The goal of this PhD is to develop macroscopic FE thermoforming simulation models able to anticipate the occurrence of the aforementioned defects. Before being applied in an industrial context, models need to be validated. The reliability of their predictions is assessed by comparing computed outcomes to experimental measurements. In this work, validation is carried out with a generic double-curved component formed in a laboratory-scale thermoforming process.
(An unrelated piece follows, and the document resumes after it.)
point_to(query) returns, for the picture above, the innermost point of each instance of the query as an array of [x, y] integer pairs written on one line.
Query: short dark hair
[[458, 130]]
To determine proper simulation input parameters, material behaviour is characterised under similar environmental conditions as forming occurs. The intrinsic behaviour of a unidirectional fibre-reinforced PA6 tape and a PI separation film are investigated. Contact properties are also investigated. To assess whether the test methods considered for molten thermoplastic composite materials are also suitable for non-cured thermoset composite materials, a non-cured unidirectional thermoset pre-impregnated composite tape is also characterised.
Thermoforming process simulation models are developed using a commercial software. Input parameters are identified from experimental data using an inverse method. Validation demonstrates the ability of the simulation to properly predict preform geometries and external fibre orientations. Results also show the ability of the simulation to determine areas where out-of-plane wrinkles can potentially occur, although their exact shapes and amounts cannot be predicted.
Two case studies are conducted with the developed simulation approach. The first one highlights the importance to model separation films as composite plies, i.e. with shell elements and a dedicated material model, while the second shows that the transverse tensile properties of the composite tape only have limited influence on simulation results.